Honoree

Bill Cook
AWARDS
  • Honorary Degree (1993)
  • LL.D.
  • DOCTOR OF LAWS
  • LOCATION: Bloomington
  • PRESENTER: Thomas Ehrlich
  • President's Medal for Excellence (2010)
  • LOCATION: Bloomington
  • PRESENTER: Michael A. McRobbie

BIOGRAPHY
An international leader in the manufacture of medical equipment, William Cook is also a leader in his own community. As the founder and president of Cook, Inc., one of the largest medical device companies in the world, Mr. Cook oversees facilities in the United States, Australia, Denmark, and Canada. As a benefactor to those who live, work, and study in Monroe County, in Bloomington, and at Indiana University, Mr. Cook strives to improve the quality of our lives in countless ways. In 1963 William A. Cook began Cook, Inc., in his family apartment in Bloomington. He combined the biological knowledge gained at Northwestern University with his U.S. Army training in operating room technology and his experience in a Chicago medical company, and he applied them to the creation of innovative, life-saving devices.

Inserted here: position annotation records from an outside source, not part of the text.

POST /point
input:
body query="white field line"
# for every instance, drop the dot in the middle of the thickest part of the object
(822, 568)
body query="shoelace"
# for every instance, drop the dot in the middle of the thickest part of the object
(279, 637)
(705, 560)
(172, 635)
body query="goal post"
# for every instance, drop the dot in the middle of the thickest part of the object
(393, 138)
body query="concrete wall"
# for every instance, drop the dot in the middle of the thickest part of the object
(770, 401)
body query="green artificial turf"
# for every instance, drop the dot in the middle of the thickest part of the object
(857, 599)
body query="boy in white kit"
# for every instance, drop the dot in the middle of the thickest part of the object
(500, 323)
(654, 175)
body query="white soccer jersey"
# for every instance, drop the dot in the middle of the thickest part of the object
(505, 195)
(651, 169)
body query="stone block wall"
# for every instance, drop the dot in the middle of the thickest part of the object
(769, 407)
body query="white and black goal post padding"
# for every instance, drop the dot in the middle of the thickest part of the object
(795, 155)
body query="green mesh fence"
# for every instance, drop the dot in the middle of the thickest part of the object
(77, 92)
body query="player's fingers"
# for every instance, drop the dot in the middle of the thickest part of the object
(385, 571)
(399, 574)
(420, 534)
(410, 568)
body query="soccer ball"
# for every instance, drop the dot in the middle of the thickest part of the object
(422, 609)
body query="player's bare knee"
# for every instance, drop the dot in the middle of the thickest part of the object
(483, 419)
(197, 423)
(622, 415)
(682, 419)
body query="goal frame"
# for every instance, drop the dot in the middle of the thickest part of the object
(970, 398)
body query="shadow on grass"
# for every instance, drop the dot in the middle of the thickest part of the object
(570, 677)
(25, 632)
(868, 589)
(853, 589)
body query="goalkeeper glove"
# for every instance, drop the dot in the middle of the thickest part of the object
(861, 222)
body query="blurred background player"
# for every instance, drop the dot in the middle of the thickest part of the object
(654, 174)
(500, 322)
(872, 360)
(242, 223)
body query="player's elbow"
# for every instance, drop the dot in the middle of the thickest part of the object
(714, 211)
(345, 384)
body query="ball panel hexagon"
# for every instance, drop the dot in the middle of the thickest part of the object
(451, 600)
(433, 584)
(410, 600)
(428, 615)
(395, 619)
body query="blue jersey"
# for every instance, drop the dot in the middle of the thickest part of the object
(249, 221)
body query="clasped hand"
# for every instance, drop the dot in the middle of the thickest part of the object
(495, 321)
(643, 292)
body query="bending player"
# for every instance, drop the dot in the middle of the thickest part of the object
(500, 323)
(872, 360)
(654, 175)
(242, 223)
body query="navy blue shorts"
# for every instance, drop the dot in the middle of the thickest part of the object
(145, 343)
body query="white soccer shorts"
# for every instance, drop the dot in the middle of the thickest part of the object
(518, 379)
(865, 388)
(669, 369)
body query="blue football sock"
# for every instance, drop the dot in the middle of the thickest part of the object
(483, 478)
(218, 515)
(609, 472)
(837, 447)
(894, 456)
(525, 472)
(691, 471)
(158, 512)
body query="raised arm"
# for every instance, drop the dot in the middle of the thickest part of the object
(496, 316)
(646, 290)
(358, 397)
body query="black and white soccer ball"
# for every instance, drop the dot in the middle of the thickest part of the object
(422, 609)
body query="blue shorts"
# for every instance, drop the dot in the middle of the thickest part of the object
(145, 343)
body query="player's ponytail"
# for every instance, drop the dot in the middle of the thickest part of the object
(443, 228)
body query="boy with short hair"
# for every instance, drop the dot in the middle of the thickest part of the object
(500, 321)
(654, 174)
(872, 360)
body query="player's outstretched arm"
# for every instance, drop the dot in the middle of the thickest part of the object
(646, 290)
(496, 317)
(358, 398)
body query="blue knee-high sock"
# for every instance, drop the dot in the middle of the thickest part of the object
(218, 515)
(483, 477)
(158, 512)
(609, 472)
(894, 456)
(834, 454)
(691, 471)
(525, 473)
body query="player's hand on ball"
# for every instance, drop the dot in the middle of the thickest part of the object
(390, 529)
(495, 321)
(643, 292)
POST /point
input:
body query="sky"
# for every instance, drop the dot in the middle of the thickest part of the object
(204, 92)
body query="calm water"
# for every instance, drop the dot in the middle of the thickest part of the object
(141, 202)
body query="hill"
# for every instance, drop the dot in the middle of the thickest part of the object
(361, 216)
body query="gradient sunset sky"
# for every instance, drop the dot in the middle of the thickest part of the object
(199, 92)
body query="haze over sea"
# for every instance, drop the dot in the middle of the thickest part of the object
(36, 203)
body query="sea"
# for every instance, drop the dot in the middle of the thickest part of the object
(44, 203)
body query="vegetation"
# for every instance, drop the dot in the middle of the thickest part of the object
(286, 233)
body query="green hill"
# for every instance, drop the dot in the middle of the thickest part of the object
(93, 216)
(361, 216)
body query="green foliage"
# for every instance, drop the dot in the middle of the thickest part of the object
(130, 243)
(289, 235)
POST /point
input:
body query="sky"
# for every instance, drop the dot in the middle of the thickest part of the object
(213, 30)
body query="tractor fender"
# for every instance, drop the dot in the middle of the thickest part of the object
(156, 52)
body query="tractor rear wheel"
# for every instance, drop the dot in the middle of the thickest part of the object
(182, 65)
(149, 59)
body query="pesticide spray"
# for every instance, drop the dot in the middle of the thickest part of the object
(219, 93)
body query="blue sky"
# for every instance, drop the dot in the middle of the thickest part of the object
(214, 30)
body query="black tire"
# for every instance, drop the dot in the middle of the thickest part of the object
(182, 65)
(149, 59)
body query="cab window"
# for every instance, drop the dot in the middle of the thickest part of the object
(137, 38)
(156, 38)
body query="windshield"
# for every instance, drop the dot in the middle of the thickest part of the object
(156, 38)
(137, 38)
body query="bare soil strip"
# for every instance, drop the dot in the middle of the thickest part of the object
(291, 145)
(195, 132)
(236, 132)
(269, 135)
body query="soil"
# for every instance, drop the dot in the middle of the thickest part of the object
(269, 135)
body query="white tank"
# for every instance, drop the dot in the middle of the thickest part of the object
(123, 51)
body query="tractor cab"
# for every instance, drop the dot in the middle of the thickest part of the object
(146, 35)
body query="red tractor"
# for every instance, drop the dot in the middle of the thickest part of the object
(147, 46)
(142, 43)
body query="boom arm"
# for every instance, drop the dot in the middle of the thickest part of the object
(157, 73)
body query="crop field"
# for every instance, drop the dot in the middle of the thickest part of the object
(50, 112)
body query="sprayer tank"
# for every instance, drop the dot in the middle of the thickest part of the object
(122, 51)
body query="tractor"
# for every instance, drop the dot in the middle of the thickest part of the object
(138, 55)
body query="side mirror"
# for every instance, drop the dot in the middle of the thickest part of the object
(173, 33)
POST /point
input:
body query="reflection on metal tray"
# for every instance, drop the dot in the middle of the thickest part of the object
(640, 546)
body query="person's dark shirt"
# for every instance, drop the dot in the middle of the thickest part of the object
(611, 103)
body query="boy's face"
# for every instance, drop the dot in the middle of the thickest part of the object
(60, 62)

Today Cook subsidiaries produce such necessities as heart catheters, needles, urological supplies, medical pipettes, and heart pacemakers. Many physicians have praised Mr. Cook's ingenuity and his ability to provide practical solutions to medical problems. Committed to encouraging a healthy, productive way of life for people of all ages and abilities, Mr. Cook has increased opportunities for personal and physical development with his generous support of local organizations, ranging from the Monroe County YMCA to Better Living for Special People. By sponsoring an award-winning drum and bugle corps, the Star of Indiana, Mr. Cook has taught multitudes of young people how to set ambitious goals and attain them.

Enhancing the physical surroundings for local residents has always been a high priority for Mr. Cook. In partnership with his wife, Gayle Cook, Bill Cook has been instrumental in the preservation of many treasured historic sites, in Bloomington and elsewhere in the state. Bloomington's Courthouse Square owes much of its picturesque beauty to the efforts of the Cooks.

Indiana University has also benefited from Mr. Cook's generosity. He has endowed a scholarship in the Wells Scholars Program and given substantial research funding to the College of Arts and Sciences and the Schools of Business, Education, Medicine, and Music. He provided new band uniforms for IU's "Marching Hundred" and donated the lights at Memorial Stadium.

Mr. Cook has received numerous awards for his service to his fellow citizens, including an honorary Doctorate of Engineering from Rose-Hulman Institute of Technology in 1992.